D’une part, le préfet, qui se borne à soutenir que la requérante n’apporte aucun élément concret de nature à démontrer une situation d’urgence et fait état du délai de saisine du juge des référés, n’établit l’existence d’aucune circonstance particulière de nature à faire échec à la présomption d’urgence. Par suite, celle-ci doit être regardée comme remplie.

D’autre part, en l’état de l’instruction, le moyen tiré de la méconnaissance de l’article L. 423-1 du code de l’entrée et du séjour des étrangers et du droit d’asile paraît propre à créer un doute sérieux sur la légalité de la décision attaquée.

Il résulte de tout ce qui précède que l’exécution de la décision implicite par laquelle le préfet de la Seine-Saint-Denis a refusé de renouveler le titre de séjour de Mme B... doit être suspendue.
Sur les conclusions à fin d’injonction et d’astreinte :
Dans les circonstances de l’espèce, il y a seulement lieu d’enjoindre au préfet de la Seine-Saint-Denis de délivrer à Mme B..., dans un délai d’un mois à compter de la notification de l’ordonnance à intervenir, tout document provisoire de séjour et de travail jusqu’à ce qu’il soit statué sur sa demande ou sur sa requête au fond.
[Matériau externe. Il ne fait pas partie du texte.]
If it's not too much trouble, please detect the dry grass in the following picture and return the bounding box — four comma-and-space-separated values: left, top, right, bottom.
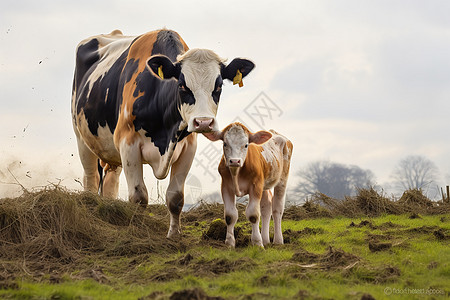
0, 188, 180, 274
284, 188, 450, 220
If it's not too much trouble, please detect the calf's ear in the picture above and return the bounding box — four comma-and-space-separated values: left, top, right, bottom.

Il n’y a pas lieu d’assortir cette injonction d’une astreinte.

Sur les frais du litige :

Il y a lieu, dans les circonstances de l’espèce, de faire application des dispositions de l’article L. 761-1 du code de justice administrative et de mettre à la charge de l’État, partie perdante dans la présente instance, le versement de la somme de 1000 euros au titre des frais exposés par Mme B....


O R D O N N E :

Article 1er : L’exécution de la décision implicite par laquelle le préfet de la Seine-Saint-Denis a rejeté la demande de renouvellement de titre de séjour de Mme B... est suspendue.

Article 2 : Il est enjoint au préfet de la Seine-Saint-Denis ou à tout autre préfet territorialement compétent de délivrer à Mme B..., dans un délai d’un mois à compter de la notification de l’ordonnance, tout document provisoire de séjour et de travail jusqu’à ce qu’il soit statué sur sa demande ou sur sa requête au fond.
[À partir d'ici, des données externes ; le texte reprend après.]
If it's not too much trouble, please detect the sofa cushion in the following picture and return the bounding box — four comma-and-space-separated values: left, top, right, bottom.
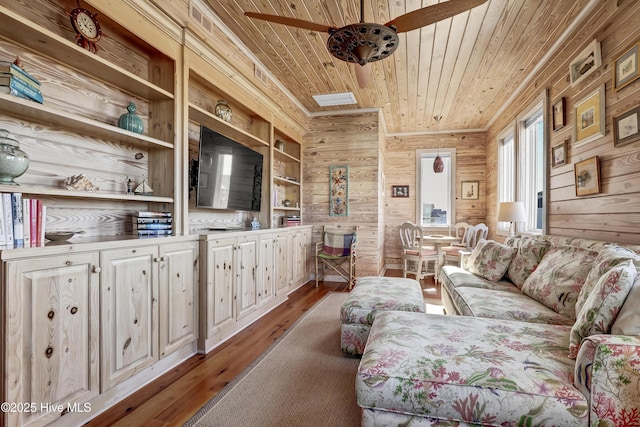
356, 311, 588, 426
340, 276, 425, 326
522, 246, 598, 319
467, 240, 514, 282
611, 274, 640, 336
569, 260, 638, 359
452, 286, 574, 326
576, 245, 640, 314
507, 237, 551, 289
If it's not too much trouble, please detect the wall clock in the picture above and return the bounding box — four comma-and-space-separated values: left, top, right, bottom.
67, 2, 102, 53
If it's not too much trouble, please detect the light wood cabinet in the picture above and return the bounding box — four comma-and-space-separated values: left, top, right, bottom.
235, 235, 258, 320
100, 242, 198, 391
258, 232, 278, 306
198, 227, 311, 352
5, 252, 101, 425
159, 242, 199, 358
100, 245, 159, 392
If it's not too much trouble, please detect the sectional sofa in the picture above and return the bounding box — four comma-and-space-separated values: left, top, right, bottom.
356, 236, 640, 427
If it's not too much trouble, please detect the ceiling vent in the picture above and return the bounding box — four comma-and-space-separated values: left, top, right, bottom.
313, 92, 358, 107
191, 0, 213, 34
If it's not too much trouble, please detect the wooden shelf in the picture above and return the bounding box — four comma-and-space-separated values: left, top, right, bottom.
273, 148, 300, 163
0, 93, 173, 148
273, 176, 301, 186
0, 185, 174, 203
189, 103, 269, 147
0, 6, 174, 102
273, 206, 300, 212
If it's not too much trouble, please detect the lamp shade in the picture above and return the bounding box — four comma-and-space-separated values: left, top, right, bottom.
498, 202, 527, 222
433, 155, 444, 173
Article 3 : L’Etat versera à Mme B... une somme de 1000 euros en application des dispositions de l’article L. 761-1 du code de justice administrative.

Article 4 : Le surplus des conclusions de la requête est rejeté.

Article 5 : La présente ordonnance sera notifiée à Mme A... B... et au ministre d’Etat, ministre de l’intérieur.

Copie en sera adressée au préfet de la Seine-Saint-Denis.

Fait à Montreuil, le 15 septembre 2025.


La juge des référés,



M. de Bouttemont


La République mande et ordonne au ministre d’Etat, ministre de l’intérieur en ce qui le concerne ou à tous commissaires de justice à ce requis en ce qui concerne les voies de droit commun contre les parties privées, de pourvoir à l’exécution de la présente décision.